While many believe privacy is a fundamental human right, the current Internet security debate is being framed as an economic issue, rather than a civil rights issue, Andrews says.

Meanwhile, online privacy program providers are stepping up to bat in the absence of meaningful legislation.

Lance Cottrell, founder and president of Anonymizer.com, a San Diego company that helped pioneer online privacy services, predicts that attempts to build more detailed profiles of consumers' buying patterns will only increase. But we will be better armed in 2004, he believes, because privacy technology will be seamlessly integrated into almost all Internet interfaces, bundled with either the computer or the ISP service.

Technological solutions, not legislation or industry self-regulation, will come to dominate in four years, Cottrell predicts, because "it does not require the cooperation that self-regulation does, nor the enforcement issues that legislative solutions require."

Cottrell feels that the explosion of the Internet as a consumer tool has been accompanied by a certain loss of innocence. He recalls a cartoon depicting a dog surfing the Net, captioned: "No one knows you're a dog."

"That was once a bold new frontier," Cottrell sighs. "You could be private; you could be anything you want. You could reinvent yourself."

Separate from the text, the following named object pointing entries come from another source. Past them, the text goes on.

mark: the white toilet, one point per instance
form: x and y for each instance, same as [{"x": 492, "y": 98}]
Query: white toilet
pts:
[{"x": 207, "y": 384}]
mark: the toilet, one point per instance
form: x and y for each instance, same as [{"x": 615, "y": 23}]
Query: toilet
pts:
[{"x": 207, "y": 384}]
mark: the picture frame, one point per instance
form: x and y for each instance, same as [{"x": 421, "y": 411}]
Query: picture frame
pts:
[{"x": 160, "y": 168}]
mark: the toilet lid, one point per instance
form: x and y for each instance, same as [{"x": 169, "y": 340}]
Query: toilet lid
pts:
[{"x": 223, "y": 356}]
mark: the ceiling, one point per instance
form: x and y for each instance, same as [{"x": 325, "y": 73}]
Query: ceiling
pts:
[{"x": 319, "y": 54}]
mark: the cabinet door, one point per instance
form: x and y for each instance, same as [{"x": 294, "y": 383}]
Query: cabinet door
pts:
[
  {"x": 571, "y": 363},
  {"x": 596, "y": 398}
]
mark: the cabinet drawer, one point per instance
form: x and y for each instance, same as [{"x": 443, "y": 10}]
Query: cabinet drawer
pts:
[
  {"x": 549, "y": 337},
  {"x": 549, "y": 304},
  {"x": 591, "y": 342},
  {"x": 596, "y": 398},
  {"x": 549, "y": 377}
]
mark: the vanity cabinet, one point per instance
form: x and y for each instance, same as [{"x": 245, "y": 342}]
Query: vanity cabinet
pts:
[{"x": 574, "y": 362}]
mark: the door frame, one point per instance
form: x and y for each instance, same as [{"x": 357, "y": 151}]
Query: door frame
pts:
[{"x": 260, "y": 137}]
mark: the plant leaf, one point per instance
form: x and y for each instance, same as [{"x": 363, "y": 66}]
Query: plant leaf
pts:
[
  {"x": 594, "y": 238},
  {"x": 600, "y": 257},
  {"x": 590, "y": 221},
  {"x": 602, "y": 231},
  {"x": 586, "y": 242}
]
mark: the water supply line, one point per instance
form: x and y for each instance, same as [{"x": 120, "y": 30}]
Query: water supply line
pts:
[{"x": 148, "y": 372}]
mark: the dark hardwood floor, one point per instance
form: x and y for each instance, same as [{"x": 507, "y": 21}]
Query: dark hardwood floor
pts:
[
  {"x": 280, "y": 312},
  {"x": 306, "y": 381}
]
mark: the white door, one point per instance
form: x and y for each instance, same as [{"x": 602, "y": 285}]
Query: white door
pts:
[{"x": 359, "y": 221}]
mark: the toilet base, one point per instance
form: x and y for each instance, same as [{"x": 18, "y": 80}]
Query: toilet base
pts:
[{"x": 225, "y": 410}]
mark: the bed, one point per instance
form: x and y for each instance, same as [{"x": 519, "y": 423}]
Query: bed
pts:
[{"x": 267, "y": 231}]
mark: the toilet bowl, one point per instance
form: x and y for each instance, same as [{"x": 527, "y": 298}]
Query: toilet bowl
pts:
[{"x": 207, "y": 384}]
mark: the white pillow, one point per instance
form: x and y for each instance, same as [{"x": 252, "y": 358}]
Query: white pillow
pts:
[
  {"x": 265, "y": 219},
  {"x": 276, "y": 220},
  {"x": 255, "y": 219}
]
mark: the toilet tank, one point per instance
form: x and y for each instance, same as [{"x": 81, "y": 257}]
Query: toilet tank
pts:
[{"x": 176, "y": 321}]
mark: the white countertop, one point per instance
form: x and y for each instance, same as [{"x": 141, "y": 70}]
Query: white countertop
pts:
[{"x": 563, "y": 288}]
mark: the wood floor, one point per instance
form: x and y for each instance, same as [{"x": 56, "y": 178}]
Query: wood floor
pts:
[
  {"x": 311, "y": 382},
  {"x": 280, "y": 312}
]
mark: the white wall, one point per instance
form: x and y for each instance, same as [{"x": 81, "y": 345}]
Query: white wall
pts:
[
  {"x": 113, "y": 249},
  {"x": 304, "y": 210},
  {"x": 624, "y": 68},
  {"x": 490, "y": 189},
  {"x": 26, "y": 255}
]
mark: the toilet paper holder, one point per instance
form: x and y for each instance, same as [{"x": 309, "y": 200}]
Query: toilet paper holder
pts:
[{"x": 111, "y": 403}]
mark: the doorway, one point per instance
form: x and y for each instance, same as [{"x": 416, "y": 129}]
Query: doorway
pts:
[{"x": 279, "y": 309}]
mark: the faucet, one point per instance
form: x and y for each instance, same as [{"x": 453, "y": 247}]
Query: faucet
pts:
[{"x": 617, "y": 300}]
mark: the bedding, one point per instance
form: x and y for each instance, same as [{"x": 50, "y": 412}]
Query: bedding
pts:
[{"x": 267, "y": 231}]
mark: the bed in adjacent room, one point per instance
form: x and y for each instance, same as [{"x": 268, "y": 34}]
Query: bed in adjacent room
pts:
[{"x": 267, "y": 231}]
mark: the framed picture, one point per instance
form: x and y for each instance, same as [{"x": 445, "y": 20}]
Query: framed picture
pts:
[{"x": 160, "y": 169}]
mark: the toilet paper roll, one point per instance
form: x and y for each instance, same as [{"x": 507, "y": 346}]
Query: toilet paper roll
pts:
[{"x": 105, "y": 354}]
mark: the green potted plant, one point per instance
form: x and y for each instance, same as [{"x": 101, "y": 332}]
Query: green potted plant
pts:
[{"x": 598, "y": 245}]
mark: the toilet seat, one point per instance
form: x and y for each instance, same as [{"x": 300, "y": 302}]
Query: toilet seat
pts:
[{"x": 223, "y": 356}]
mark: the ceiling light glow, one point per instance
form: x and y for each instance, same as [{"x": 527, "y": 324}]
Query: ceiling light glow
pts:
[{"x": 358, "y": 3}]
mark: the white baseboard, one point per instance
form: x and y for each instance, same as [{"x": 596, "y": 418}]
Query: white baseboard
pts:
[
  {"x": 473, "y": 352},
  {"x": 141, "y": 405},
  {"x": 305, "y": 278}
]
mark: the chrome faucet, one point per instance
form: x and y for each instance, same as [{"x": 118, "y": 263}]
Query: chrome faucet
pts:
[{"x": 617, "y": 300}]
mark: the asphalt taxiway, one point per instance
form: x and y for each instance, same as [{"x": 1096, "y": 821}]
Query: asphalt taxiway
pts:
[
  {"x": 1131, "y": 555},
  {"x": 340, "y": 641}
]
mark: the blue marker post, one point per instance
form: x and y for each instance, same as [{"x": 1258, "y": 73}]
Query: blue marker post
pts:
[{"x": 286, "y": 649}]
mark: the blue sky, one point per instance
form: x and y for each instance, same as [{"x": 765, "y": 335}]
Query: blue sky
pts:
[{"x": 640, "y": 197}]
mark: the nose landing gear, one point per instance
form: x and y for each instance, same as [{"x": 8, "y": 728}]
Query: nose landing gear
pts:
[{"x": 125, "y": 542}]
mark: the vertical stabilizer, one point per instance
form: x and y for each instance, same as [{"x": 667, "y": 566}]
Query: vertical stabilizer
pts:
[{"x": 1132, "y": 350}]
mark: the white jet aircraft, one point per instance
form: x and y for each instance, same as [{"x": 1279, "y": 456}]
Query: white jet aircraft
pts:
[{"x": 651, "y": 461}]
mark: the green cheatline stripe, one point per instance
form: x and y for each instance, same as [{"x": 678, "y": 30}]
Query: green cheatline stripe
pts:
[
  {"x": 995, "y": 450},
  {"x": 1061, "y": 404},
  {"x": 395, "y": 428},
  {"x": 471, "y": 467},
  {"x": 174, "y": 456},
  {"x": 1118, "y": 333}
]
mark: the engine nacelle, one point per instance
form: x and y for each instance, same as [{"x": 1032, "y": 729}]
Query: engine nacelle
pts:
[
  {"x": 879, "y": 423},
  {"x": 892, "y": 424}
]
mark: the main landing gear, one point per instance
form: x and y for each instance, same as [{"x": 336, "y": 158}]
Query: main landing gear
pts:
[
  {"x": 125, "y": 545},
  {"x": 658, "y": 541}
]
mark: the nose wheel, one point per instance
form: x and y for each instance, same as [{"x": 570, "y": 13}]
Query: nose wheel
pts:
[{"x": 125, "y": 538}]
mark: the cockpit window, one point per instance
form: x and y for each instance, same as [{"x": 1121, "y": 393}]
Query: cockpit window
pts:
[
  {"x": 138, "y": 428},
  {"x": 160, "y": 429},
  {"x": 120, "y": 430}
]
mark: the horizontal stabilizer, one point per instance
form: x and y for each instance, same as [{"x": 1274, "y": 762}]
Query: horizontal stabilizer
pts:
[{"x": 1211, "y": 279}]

But now, Cottrell says: "They know what breed you are. They know your favorite kind of dog food. They know whether you have a problem with fleas this summer."

At the end of Orwell's epic 1984, Smith stops struggling and comes to know that privacy is unattainable, even undesirable. He simply loves Big Brother.

But today's privacy advocates are warning us that the battle must continue - and must be won.

"It's important that people not take a fatalistic attitude and feel that there's no point in trying to stop the erosion of privacy," Zimmermann says. "We can do things to reduce the erosion of privacy. We can do legislative things; we can make good choices in the deployment of our technology. I think we all have to try and, if we do, we can make society better."